Wednesday, February 17, 2010

B-Side Dominance

It's easy to find things that were intended to be clever and great that just end up being totally stupid. But while they are rare, here and there you can also find something that was intended to be very stupid that, contrary to expectation, turned out splendid. I was put in mind of this because something or other as I was walking back from the grocery store put me into mind of one of pop music's most famous cases -- a song quite literally written never to be listened to.

In the days of vinyl, singles were generally sold in pairs -- there was an A-side single and B-side single. Because the record actually had to be physically flipped over to hear the song, one side would always be listened to more. Thus one tried to pair songs in such a way that took this into account. What is more, if you were really trying to put focus on a song, you wanted its B-side counterpart to be a throwaway song that didn't require much and that you wouldn't mind if people never listened to.

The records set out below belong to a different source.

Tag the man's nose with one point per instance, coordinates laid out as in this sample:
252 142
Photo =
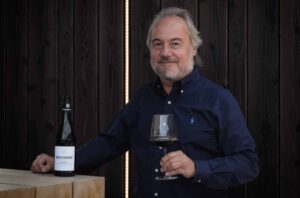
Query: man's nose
165 51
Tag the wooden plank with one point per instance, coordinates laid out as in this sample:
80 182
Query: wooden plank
65 50
85 70
42 76
15 85
111 84
89 188
289 98
190 5
263 86
237 64
213 27
140 69
48 185
9 191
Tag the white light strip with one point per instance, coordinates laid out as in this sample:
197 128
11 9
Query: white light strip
126 89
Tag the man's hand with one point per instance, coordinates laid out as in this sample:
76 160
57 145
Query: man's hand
175 163
42 164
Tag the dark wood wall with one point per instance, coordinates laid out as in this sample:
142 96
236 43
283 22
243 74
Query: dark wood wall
52 48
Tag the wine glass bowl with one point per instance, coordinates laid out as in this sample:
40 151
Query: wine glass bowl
163 133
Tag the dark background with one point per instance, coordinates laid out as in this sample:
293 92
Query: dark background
51 48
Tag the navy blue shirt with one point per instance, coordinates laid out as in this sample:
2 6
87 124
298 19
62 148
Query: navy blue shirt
211 131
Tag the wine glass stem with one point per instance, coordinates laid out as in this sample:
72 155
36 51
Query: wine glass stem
165 150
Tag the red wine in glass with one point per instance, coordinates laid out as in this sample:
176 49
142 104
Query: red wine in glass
163 133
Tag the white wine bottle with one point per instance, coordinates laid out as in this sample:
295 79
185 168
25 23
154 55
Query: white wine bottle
64 160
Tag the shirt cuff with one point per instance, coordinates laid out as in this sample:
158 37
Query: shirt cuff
203 171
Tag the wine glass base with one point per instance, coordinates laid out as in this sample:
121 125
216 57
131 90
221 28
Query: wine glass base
166 178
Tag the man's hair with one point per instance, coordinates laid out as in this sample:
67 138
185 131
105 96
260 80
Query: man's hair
186 16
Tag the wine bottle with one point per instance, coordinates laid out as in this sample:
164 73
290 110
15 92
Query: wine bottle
64 160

So when Leka, and DeCarlo were told that the record company, Mercury Records, wanted to use all their suggested singles as A-sides, they had to scramble to find B-sides. One of the ones they chose was an old one they had done in a previous band, The Chateaus, with another person, Freshuer; but it was too short. So when Leka, DeCarlo, and Freshuer re-recorded it (they basically just threw it together, using a drum track instead of drummer), they put in the easiest and stupidest chorus they could think of, "na, na, na, na, na, na, na, na," which they used when they were composing lyrics and couldn't think of anything at the moment.

None of the three wanted to be associated with such a stupid song, so they made up a band, "Steam," on whom it could be blamed. Mercury Records was so horrified by the song that they decided not to release it under their Mercury label -- they passed it down to Fontana, a subsidiary, and it got put on a record as B-side trash, a song made never to be listened to.

One day a radio DJ in Georgia turned the promo record over, however. People who heard it began to call in to request it; it became one of that radio station's most commonly requested songs. Other radio stations began to play it, and soon it was heard all over the South. Wind got back to Mercury Records; they were startled, but being record company executives in 1969 they were not stupid. They did what record companies do with songs they think are going to make them money: they bought up enough copies to guarantee them a place on the Billboard magazine lists. Radio stations that watched Billboard listings began to play it. And it became one of the best-selling songs of 1969. It started being used as change-over music in baseball; in the late 70s, the fans started singing along, and they have been singing along ever since. From baseball it spread to other sports.

It was far from high art. So far, in fact, that nobody bothers to judge it by the standards of high art -- they just judge it by how catchy and fun it is.

There are bound to be examples of similar things elsewhere -- things designed to be just plain stupid, not even for comic effect, that turned out to be just plain fun instead. But they're rare enough I can't think of any; can you?